How agriculture affects water quality
The boom in global agricultural productivity that followed the Second World War was achieved in large part through the intensive use of inputs such as pesticides and chemical fertilizers, according to the report.
Since 1960 the use of mineral fertilizer has grown ten times, while since 1970 global sales of pesticides climbed from around $one billion to $35 billion a year.
Meanwhile, the intensification of livestock production — world livestock numbers have more than tripled since 1970 — has seen a new class of pollutants emerge: antibiotics, vaccines and hormonal growth promoters that travel from farms through water into ecosystems and our drinking water.

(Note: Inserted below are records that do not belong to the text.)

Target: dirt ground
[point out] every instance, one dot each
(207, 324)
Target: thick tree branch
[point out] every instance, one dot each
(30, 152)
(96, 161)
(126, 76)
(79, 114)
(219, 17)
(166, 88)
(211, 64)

At the same time, water pollution by organic matter from livestock farming is now significantly more widespread than organic pollution from urban areas.
Another booming sector, aquaculture (which has expanded twenty-fold since 1980) is now releasing ever greater amounts of fish excreta, uneaten feed, antibiotics, fungicides and anti-fouling agents into surface waters.
What can be done
Water pollution from agriculture is a complex challenge and effectively managing it requires a range of responses, the report says.
The most effective way to mitigate pressure on aquatic ecosystems and rural ecologies is to limit the export of pollutants at the source or to intercept them before they reach vulnerable ecosystems. Once off-farm, the costs of remediation progressively increase.
One way to do this is to develop policies and incentives that encourage people to adopt more sustainable diets and limit increases in demand for food with a large environmental footprint — for example taxes and subsidies.
At the consumer level, reducing food waste can help. One study covered in the report estimated that nitrogen pollution from food waste adds up to 6.3 teragrams per year.
“Traditional” regulatory instruments will also continue to be a key tool in reducing farm outputs of pollutants. These include
- water quality standards;
- pollution discharge permits;
- mandatory best practices;
- environmental impact assessments for certain farming activities;
- buffer zones around farms;
- restrictions on agricultural practices or the location of farms;
- and limits on the marketing and sale of dangerous products.
However, the report acknowledges that well-known principles for reducing pollution, such as ‘polluter pays,’ are hard to apply to non-point agricultural pollution because identifying the actual polluters is neither easy nor cheap.
On the farm, a number of best practices can reduce the export of pollutants into surrounding ecosystems, for example: minimizing the use of fertilizers and pesticides, establishing buffer zones along watercourses and farm boundaries, or improving drainage control schemes.
Integrated pest management, which combines the strategic use of pest-resistant crop varieties with crop rotation and the introduction of natural predators of common pests is another helpful tool.
The report warns that availability of water resources globally is on the decline, and in many parts of the world, poor water quality makes it unsafe to use.
The report has been published jointly by the Food and Agriculture Organization of the United Nations (FAO) and the CGIAR Research Program on Water, Land and Ecosystems (WLE), led by the International Water Management Institute (IWMI).